We went past the big Federal Court building on Grand Ave. I recently read that that building used to be the support center for the Los Angeles area Nike anti-aircraft missiles.

As we crossed into South Pasadena, the drizzle stopped and from then on it was dry, although still gray and dreary. But we still got a laugh from the bus ad for Spay and Neuter Month. Sort of reminiscent of the Ron Jeremy PSA for the same cause.

We went south through Glassell Park, passing the old Van de Kamp’s bakery. Then we crossed the L.A. River and got on the bike path. We took the bike path all the way up around Griffith Park to Riverside Dr. Along the way, we could see that the trees in the river bed were all bent over and covered with debris. It’s just more of the effects of all the rain we’ve been having this winter. Then, after the bike path ended, we took streets the rest of the way to Priscilla’s in Toluca Lake.

After the stop at Priscilla’s, we were all complaining about being cold. It took a few miles to warm up. We came back by the southern route, since we thought that it was probably still raining up closer to the mountains. We came back across Glendale and Eagle Rock on Yosemite Dr.
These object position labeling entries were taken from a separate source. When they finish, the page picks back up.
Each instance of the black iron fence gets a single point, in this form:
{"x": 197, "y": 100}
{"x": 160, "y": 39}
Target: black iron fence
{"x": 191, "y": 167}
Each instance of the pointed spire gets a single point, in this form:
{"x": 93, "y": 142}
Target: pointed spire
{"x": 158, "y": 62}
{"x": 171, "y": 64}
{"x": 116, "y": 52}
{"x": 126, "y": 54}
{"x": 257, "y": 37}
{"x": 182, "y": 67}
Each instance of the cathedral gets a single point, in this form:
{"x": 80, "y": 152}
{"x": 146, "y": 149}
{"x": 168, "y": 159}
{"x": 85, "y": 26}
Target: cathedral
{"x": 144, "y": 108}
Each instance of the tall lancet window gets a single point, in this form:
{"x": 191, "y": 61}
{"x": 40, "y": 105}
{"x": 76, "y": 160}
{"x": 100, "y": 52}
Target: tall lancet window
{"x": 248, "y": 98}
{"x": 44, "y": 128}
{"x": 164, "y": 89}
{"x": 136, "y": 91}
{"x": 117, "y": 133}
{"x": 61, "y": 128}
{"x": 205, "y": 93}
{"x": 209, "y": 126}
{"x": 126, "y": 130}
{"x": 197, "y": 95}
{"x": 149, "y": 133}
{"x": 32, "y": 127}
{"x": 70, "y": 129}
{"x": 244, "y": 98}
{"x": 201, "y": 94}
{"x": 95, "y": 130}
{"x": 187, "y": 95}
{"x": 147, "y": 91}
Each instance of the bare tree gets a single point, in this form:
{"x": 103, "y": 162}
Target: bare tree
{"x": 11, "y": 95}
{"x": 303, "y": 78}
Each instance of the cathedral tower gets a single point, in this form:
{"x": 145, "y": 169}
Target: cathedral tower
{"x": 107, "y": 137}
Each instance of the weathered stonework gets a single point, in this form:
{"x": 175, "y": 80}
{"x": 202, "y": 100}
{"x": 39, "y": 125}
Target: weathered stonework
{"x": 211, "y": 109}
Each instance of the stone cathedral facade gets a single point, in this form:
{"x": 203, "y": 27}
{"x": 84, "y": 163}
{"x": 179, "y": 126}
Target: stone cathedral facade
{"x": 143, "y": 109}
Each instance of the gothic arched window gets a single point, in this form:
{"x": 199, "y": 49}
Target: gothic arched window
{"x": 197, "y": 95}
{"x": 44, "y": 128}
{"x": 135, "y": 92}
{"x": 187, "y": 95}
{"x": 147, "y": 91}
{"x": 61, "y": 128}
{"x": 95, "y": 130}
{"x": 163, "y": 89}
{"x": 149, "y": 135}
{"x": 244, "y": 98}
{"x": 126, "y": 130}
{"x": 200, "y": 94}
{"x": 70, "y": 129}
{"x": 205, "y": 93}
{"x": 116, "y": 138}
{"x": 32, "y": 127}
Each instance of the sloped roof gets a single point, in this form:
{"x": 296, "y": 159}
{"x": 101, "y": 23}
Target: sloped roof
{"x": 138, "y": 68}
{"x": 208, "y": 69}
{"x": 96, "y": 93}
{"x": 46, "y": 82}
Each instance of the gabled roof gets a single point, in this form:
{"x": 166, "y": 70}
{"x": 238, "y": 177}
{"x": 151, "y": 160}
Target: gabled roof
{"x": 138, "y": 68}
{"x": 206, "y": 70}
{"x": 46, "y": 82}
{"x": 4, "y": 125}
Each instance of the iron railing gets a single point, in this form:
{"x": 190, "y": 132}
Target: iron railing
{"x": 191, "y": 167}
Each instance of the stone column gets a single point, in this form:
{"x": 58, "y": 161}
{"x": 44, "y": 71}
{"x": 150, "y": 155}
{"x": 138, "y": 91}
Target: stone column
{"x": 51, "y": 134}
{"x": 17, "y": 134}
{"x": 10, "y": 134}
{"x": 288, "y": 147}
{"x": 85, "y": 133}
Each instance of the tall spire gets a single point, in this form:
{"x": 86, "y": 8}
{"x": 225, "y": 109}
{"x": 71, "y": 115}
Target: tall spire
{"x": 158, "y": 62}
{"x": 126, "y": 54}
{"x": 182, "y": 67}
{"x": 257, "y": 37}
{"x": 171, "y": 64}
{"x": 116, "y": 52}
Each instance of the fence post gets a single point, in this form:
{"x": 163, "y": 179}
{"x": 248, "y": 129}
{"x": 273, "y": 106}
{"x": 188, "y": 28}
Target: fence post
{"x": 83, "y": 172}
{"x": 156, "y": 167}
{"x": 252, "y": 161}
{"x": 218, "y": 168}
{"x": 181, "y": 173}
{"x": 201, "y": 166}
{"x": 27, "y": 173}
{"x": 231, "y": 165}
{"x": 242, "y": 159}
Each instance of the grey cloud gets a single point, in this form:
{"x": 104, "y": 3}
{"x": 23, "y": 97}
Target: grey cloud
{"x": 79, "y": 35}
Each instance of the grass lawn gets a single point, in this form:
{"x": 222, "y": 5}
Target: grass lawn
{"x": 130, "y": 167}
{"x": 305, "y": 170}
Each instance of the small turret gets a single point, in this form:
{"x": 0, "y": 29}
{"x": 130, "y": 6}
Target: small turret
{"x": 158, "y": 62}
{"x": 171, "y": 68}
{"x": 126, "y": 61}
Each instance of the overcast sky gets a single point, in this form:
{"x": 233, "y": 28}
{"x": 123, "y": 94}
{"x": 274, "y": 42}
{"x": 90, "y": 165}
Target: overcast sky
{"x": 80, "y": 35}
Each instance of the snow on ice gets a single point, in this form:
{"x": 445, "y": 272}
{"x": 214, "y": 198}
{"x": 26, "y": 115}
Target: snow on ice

We took a short detour in Eagle Rock to make an attempt at climbing Nolden St. I thought it would be good practice for Fargo St. next week. Four of us made the attempt. Matt, James, and I all ended up slipping on the damp pavement and had to stop. But John made it all the way to the top and was therefore the Hero of the Day.

After that bit of fun, we headed back into Pasadena, whereupon it began to rain again. On the last street we saw someone trying to give away a treadmill. I guess that’s just one of those New Year’s resolutions gone bad. But maybe he thought that giving away the barbecue with it would somehow make up for it.

When it was all done, it was actually a pretty good ride.

42 miles.

cycling

3/6/2005

Glendora

Filed under: — stan @ 4:08 pm

Today’s ride was to Glendora. Gene found a new bakery out there and he wanted to get a loaf of olive bread, so off we went.

The first part of the ride was a bit of a blur to me, since there was a problem at work, and my phone was ringing. There was a M5.4 earthquake in Quebec this morning, and the computer that does the Community Internet Intensity Maps (a.k.a. the “Did you feel it?” maps) was having a problem. It’s a bit of a challenge to talk on the phone while riding.

Today’s new entry in the Flat Tire Gallery is Matt.

After that excitement, we continued on through Irwindale, passing the low-rent Irwindale Speedway. I always refer to it as the ‘low-rent racetrack’ because while a lot of racetracks might have events like the “Purolator 400″ or some such, I’ve seen the sign at Irwindale trumpeting the “Food-4-Less 150″, which just sounds a whole lot more downscale.

Continuing on, we passed a place to take a leak and the hot rod mailbox before heading into Old Town Glendora. We stopped there for a little snack at the bakery. Gene pulled out a backpack and stuffed an enormous loaf of olive bread into it for the trip home.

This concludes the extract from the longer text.